SSIS – Improving Multicast Performance

etlssis

I'm wondering how multicast actually works. So here is my setup. I have one source flat file(csv) of about 100k rows, maybe about 250-300 columns, and I'm multicasting that file into 7 one-to-one tables. Only the primary key column is duplicated among these tables. This setup seemed to work fine, but now it seems we're maybe running into memory issues. I'm wondering if multicasting that data to 7 destinations is too much or not. Any thoughts on memory usage? I don't really care how fast this runs, just looking to reduce memory usage.

One alternative I was thinking of was maybe just creating 7 different connection managers for the same file, and running everything sequentially. Would that be better? Thanks!

Best Answer

SSIS gets its power by being an in-memory transformation engine. The base unit of work within a data flow task is the buffer. If you ever wonder why SSIS is so persnickety about data types, it's because it calculates the cost for a row and then allocates memory for N rows. All* the downstream components use the same memory address to do their part of the ETL, which allows for parallelization. This means that the cost for a multicast with 1 output is the same as a multicast with 10 outputs. It simply allows multiple components to consume the data.

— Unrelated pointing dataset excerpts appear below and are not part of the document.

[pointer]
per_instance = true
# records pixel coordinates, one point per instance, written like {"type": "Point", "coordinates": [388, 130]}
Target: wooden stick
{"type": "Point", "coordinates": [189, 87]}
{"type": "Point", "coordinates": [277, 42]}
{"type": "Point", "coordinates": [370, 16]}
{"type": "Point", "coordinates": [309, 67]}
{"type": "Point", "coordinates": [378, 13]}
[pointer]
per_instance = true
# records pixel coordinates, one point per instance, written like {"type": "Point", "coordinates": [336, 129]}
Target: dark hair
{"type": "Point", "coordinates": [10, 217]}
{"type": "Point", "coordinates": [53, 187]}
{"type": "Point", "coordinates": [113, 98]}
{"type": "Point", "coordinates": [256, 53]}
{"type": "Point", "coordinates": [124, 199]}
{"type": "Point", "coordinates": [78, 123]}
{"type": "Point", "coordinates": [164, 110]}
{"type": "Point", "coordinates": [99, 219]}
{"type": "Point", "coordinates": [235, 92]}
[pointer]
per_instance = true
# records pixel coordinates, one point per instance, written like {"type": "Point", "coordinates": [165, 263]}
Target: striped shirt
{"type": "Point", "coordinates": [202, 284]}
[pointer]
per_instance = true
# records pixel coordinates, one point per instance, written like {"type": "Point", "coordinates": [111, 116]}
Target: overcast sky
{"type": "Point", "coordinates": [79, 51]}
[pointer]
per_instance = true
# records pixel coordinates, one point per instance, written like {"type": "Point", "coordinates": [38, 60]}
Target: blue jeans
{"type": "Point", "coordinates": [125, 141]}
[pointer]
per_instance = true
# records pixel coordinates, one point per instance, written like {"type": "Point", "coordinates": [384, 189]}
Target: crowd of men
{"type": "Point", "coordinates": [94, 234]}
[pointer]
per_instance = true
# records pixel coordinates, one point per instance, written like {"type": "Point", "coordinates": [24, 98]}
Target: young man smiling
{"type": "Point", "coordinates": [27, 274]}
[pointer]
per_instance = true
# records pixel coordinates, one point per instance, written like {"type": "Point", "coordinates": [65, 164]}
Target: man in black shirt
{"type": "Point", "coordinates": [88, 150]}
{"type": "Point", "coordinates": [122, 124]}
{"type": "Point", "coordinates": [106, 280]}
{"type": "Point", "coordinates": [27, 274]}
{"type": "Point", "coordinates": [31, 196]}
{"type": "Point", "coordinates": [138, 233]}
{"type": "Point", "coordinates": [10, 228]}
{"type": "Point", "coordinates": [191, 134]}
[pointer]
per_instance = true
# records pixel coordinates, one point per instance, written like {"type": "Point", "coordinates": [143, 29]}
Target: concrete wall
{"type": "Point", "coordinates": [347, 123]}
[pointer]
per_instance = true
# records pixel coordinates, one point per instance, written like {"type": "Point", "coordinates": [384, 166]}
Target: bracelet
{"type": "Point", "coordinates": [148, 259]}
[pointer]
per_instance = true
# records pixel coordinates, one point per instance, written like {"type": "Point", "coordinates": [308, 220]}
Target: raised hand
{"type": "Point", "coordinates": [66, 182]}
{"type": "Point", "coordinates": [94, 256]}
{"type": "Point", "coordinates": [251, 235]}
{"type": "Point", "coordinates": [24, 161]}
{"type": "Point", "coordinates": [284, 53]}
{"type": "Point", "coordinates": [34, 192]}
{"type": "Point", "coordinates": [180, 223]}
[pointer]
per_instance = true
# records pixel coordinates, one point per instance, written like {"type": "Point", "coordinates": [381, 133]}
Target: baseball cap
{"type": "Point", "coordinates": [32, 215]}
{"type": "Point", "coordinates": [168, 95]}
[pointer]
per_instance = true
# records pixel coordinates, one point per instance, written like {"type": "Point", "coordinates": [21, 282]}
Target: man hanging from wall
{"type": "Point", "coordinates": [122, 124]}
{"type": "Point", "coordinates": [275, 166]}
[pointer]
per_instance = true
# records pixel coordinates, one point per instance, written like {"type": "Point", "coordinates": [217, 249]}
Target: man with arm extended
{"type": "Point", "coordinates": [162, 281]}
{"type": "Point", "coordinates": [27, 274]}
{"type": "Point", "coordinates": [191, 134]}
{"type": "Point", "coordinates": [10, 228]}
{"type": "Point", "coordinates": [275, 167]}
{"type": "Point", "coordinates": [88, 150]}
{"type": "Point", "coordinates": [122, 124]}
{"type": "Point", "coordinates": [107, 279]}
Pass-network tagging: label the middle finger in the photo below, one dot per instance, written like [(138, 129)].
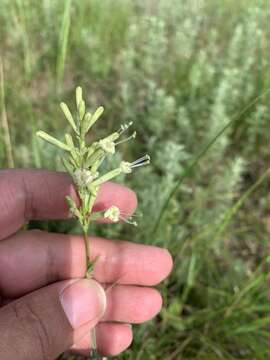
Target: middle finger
[(32, 259)]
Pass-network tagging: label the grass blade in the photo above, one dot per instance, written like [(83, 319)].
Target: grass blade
[(236, 117), (4, 120), (63, 44)]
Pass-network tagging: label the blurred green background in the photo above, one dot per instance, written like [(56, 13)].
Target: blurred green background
[(181, 70)]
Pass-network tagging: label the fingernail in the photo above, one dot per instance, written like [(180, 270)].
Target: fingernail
[(83, 301)]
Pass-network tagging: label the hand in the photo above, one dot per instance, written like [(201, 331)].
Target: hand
[(47, 308)]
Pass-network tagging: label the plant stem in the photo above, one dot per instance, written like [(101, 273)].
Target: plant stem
[(87, 250)]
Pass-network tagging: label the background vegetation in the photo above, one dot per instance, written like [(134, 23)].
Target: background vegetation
[(181, 70)]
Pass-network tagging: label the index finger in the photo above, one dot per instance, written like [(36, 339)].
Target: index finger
[(40, 194)]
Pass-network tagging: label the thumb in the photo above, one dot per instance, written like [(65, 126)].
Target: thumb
[(47, 322)]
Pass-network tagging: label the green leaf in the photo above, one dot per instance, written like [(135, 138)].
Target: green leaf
[(68, 166), (86, 124), (78, 96), (82, 109), (96, 116), (52, 140), (68, 116)]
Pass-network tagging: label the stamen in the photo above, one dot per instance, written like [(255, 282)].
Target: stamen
[(129, 221), (124, 128), (145, 158), (127, 139)]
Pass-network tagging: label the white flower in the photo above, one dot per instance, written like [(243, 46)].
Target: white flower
[(83, 177), (113, 214)]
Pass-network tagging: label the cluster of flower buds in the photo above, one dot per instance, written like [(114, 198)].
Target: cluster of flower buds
[(83, 161)]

Where I'm not 100% certain on is a situation where pre-multicast, I have column called SSN. In output 1 from the MC, I rot-5 the digits in place and write to a destination and output 2 with the unaltered version, there has to be an additional memory cost associated with that but I assume it's just the space required for the column to be duplicated.

*All the downstream components use the same memory address until you introduce asynchronous components (Sort, aggregate, etc). When those hit the data flow, then that buffer ends and the data is copied from memory space 1 into memory space 2. Which sounds good from the perspective of "I just reduced the number of columns from 100 to 10" but you've fractured your total memory space between "before async component" and "after async". Instead of being able to run 100 buffers at once, you're at 30 before and 70 after and that memory copy in between is an expensive operation.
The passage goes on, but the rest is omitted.